Wednesday, October 26, 2016

"The Idea of the University Has Carried a Weight in This Campaign Which It Doesn't Ordinarily Hold"

"The Clinton campaign has honed in on the aspiration that it represents, and the nostalgia, but also the way that a college degree can become, for ordinary people, a rebuke to racism, sexism, or inequality. From the stage at St. Anselm on Monday, the young Democratic nominee for governor of New Hampshire, Colin Van Ostern, spent much of his five minutes talking about the nonprofit he helps lead, which works with companies and universities to get employees to college on the cheap. The story he told is of a middle-aged woman whose husband once told her that she was 'not college material.' The woman went on to get a two-year associate's degree in her forties and was now working on a bachelor's. In her stump speeches, Clinton acknowledges the need for more expansive technical education, but this has none of the thematic force of when she talks about the traditional liberal-arts system.

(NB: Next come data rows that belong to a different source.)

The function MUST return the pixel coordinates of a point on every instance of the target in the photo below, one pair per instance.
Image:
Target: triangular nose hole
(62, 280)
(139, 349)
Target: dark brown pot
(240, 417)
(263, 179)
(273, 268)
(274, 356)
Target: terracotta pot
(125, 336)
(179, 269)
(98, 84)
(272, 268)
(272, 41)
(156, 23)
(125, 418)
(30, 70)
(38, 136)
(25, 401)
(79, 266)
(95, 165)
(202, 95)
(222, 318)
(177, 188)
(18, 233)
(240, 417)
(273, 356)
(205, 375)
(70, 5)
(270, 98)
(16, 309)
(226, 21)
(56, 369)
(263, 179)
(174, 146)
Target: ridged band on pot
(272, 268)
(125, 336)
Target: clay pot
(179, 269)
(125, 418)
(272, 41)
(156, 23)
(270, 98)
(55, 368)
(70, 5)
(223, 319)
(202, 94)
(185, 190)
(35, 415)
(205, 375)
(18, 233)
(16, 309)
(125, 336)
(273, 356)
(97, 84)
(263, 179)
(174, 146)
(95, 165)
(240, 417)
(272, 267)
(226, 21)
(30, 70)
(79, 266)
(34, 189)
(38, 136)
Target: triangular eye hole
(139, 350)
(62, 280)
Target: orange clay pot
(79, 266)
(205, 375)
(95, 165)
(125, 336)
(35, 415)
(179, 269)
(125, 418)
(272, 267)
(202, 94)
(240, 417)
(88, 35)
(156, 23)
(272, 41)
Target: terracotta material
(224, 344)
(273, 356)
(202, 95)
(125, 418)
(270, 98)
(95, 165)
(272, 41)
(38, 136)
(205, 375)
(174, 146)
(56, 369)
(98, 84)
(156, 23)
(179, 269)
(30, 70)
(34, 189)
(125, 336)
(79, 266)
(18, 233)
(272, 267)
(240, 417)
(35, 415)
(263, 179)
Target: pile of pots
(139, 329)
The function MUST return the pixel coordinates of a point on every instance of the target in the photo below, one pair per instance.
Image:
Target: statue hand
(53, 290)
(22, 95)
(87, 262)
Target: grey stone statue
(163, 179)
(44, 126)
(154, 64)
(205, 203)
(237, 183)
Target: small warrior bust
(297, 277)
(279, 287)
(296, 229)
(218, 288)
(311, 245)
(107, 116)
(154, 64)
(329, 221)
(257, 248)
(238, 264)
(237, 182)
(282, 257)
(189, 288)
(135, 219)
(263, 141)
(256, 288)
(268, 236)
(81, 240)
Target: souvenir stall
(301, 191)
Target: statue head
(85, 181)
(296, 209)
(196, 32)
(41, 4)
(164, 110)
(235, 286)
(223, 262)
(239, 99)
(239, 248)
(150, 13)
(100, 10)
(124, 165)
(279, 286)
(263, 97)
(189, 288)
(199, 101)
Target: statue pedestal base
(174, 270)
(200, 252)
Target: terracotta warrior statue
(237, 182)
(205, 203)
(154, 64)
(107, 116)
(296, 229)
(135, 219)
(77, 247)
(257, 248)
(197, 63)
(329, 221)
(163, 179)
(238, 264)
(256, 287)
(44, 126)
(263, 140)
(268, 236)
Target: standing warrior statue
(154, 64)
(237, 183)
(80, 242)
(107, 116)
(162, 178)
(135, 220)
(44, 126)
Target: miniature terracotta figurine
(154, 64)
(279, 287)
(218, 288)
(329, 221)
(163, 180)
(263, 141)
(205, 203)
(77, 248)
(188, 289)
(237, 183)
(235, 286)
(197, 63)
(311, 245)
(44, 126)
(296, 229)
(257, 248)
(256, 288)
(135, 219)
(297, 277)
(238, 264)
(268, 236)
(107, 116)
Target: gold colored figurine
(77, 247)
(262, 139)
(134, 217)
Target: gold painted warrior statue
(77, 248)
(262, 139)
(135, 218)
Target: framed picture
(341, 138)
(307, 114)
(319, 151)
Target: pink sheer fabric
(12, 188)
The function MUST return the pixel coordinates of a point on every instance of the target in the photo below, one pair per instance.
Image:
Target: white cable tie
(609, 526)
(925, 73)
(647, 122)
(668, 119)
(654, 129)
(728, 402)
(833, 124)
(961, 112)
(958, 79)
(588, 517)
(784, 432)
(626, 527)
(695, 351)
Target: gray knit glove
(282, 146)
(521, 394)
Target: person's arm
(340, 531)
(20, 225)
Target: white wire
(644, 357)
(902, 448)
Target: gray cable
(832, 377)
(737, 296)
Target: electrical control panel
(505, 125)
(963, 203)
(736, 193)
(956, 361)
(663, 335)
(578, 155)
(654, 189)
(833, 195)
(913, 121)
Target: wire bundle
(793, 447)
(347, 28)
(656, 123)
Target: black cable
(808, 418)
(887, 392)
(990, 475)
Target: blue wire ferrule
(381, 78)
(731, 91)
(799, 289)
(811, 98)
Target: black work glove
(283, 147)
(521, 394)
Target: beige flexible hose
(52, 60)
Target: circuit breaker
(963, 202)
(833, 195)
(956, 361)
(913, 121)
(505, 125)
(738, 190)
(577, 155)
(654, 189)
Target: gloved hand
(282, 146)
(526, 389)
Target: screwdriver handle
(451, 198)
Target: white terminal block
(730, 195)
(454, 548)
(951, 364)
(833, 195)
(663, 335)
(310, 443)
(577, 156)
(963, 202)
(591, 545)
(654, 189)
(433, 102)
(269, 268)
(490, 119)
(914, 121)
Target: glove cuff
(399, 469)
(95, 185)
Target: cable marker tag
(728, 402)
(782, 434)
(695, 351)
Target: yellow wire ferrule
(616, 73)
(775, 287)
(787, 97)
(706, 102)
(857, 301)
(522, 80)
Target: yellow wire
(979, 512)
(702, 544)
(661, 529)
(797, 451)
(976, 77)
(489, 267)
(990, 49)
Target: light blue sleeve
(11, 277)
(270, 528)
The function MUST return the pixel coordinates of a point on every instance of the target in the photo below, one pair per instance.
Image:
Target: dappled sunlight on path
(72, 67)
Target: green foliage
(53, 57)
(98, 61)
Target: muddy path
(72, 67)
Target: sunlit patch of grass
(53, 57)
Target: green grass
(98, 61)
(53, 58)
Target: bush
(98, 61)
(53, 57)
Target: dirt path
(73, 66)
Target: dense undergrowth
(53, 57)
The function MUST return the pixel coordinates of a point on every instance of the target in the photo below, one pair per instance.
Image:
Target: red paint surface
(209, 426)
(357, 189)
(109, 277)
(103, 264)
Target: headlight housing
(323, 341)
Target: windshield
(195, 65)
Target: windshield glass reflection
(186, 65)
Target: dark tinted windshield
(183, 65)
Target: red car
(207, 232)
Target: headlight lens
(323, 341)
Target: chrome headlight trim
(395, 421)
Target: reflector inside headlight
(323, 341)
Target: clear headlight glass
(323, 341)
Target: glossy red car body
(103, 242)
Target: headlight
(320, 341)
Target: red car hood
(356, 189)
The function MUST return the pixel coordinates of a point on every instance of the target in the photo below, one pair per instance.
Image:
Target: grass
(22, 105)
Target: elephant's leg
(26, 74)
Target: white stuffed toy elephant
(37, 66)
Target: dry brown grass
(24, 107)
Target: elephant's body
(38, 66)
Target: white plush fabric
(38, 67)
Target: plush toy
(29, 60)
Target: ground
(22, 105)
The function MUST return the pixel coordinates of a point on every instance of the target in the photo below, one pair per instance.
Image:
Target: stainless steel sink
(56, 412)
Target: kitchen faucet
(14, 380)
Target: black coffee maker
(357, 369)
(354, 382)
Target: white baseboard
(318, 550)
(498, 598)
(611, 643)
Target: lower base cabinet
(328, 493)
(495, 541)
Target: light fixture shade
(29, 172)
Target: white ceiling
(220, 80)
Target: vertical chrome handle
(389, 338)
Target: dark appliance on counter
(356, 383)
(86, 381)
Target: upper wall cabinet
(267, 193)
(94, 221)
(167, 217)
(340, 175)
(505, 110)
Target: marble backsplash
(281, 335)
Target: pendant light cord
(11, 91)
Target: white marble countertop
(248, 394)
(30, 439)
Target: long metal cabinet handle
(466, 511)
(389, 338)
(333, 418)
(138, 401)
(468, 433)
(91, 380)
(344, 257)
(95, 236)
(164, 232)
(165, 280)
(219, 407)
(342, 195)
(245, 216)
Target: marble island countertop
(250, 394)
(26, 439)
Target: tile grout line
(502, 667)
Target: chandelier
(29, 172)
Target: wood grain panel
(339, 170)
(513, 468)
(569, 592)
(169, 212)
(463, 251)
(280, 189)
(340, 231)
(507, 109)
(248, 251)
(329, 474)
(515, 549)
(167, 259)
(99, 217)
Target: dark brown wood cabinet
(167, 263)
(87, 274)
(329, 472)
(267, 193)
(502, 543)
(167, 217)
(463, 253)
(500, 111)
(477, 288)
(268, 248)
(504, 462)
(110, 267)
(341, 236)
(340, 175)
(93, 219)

The lurking question for Clinton, through the long span of the election, has been how to respond to the people who feel left out of the globalized market that the Clintons helped design, and whose frustrations fired both Sanders's movement and Trump's. More and more, it appears that the Democratic response is to swell the ranks of the educated—to identify the university as the essential American institution, and to bet on it."

Benjamin Wallace-Wells at The New Yorker writes that "[t]he Democratic understanding of the symbolic power of the university has sharpened in this election."